Ce témoignage est un rafraîchissement des évènements évoqués dans ce récit. Cet état des lieux - révèle celui que je suis devenu par le désir à me sortir d’une addiction à l’alcool. C’est banal et c’est l’histoire de beaucoup d’entre nous.
Ce que je voudrais faire passer comme message, en toute humilité, c’est que les aléas de la vie permettent à chacun, dans des conditions parfois extrêmes, de retrouver le bon chemin quand ils se sont fourvoyés. Sixième enfant d’une fratrie de treize, quittant l’école à 14 ans, je me suis ancré dans la vie d’adulte après le passage obligatoire du service militaire.
De toutes ces périodes, le seul élément qui me rattache à la prise d’alcool n’est pas de l’identifier à la fratrie ou encore aux parents, mais bien au seul fait que jeune j’ai aimé un produit dont je n’ai pas accepté de devoir me méfier.
Dans la vie que j’ai voulu bâtir, j’ai eu à piloter un bateau, celui de ma famille. S’y trouvaient ma femme, mes enfants, mon devenir. Et ce dernier n’était pas beau du tout, mais ça, je ne le savais pas encore. Donc, dans la vie commune, j’étais chef de famille, toujours devant. Les aléas de la vie – maladie – décès familiaux – accident du travail – retrait du permis de conduire pour alcoolémie excessive, ont conduit à la prise de conscience du « Tout alcool » à « Il faut que j’arrête !»
Durant la période de 20 à 44 ans, j’ai vécu avec des proches qui étaient, en réalité, bien loin de moi, mais de mon propre fait bien sûr, ou si vous voulez de mes propres méfaits, conséquence du « trop d’alcool ». Là j’étais en retrait !
Puis, il y eut cet accident matériel, seul en cause, et paradoxalement l’unique dans ma vie de conducteur, dont banalement l’origine fut « l’alcool ». Et les gendarmes de me le rappeler, établissant la procédure qui allait faire que je me remette en question, le fameux déclic, que je me mette en marche pour laisser derrière moi mon hibernation alcoolique.
J’ai enfin ouvert les yeux. Je l’ai acceptée, cette maladie destructrice, dont j’ignorais l’existence sous ce nom. À partir de ce moment, informé, j’ai décidé de ne plus la subir, mais bien d’entreprendre.
L’accident du travail évoqué plus haut, bien que m’ayant diminué physiquement, m’a, après m’être reconnu dépendant à l’alcool, servi de tremplin pour rebondir. Je suis allé à l’essentiel. Ayant accepté que mes copains d’alors ne fussent pas ceux sur lesquels il me fallait compter pour démarrer une autre vie, je l’ai orientée différemment.
La postcure au CHÂTEAU WALK (67), la rencontre avec la Croix Bleue puis la mise à la retraite anticipée, du fait de mon incapacité liée à l’accident causé par un tiers sous l'emprise de l'alcool, m’ont permis de reprendre le fil du fleuve, celui qui s’ouvre à l’épanouissement personnel.
À 44 ans, j’ai résolument tourné une page, la page écrite de trop de noirceur, pour ouvrir un livre, celui de la vie. La rencontre avec la Croix Bleue a précisé la remise en question, a permis d’aborder l’interrogation d’alors : « je fais quoi de mon temps disponible ? ».

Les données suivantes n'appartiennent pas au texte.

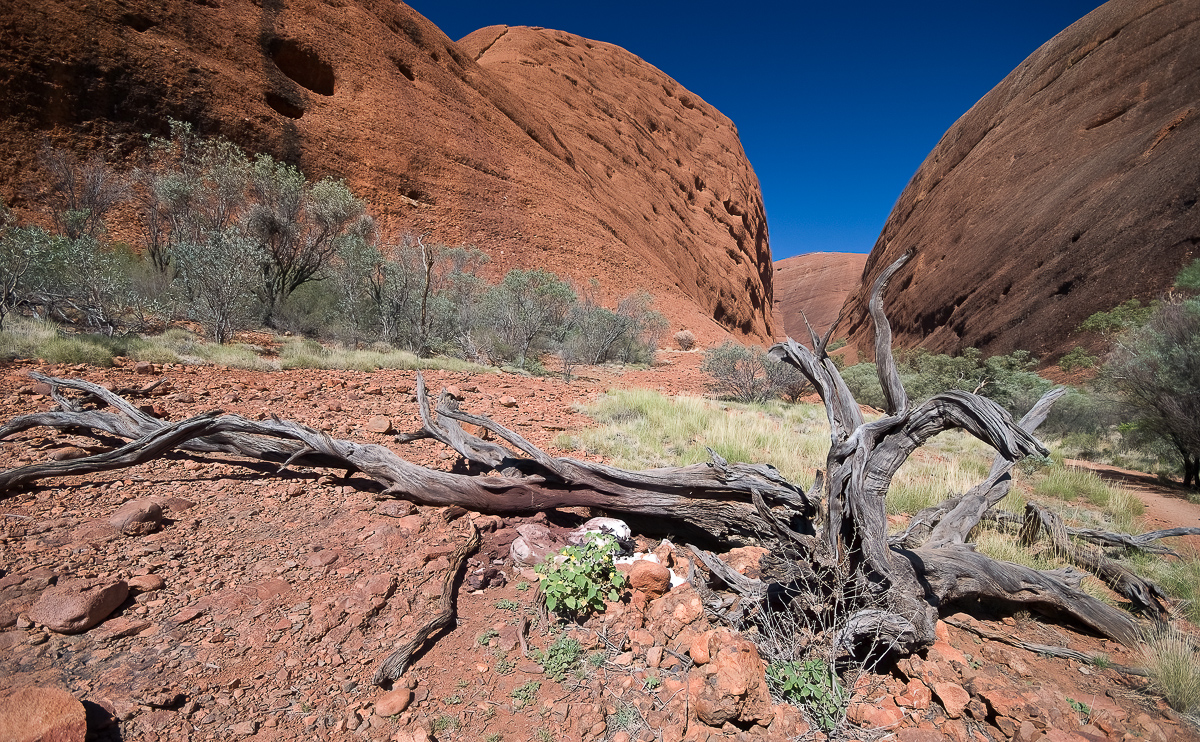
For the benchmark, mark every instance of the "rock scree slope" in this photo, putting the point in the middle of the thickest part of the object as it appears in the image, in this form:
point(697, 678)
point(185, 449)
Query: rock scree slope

La réponse se trouve là facilitée par la rencontre d’anciens buveurs, de solidaires. La solidarité du groupe, l’appui familial, m’ont apporté la sérénité que je n’avais plus connue depuis fort longtemps. Puis est venue l’heure de se placer au service de l’autre avec pour tout bagage la volonté d’y arriver en me maintenant dans l’abstinence. Les rencontres, les week-ends, la formation, l’émulation, la motivation, la disponibilité sont autant d’éléments positifs dans la relation à l’autre aujourd’hui.
Je me suis donc placé à la barre. Depuis lors, je ne suis plus conduit par les évènements. J’ai résolument entrepris de faire face et de donner un sens à ma vie. Certes, la vie associative me prend du temps, mais c’est que j’ai à en disposer. J’ose dire aujourd’hui que cette activité bénévole a permis de remplir ma vie.
Ce fleuve de la vie ne véhicule plus l’élément noir et nauséabond que j’avais contribué à épaissir. Cette sève nutritive s’est éclaircie au fil du temps, au fil des rencontres. Aujourd’hui, si elle est limpide, j’en remercie celles et ceux qui ont contribué à me maintenir à flot. Entre vivre et vivoter, j’ai choisi.
Et depuis ce Noël 1989, pensionnaire du château Walk et permissionnaire pour cet évènement, je vis mon engagement tant vis-à-vis de moi-même qu’au bénéfice des autres, de tous les autres.
Roland Mansuy, Metz, 4 décembre 2022.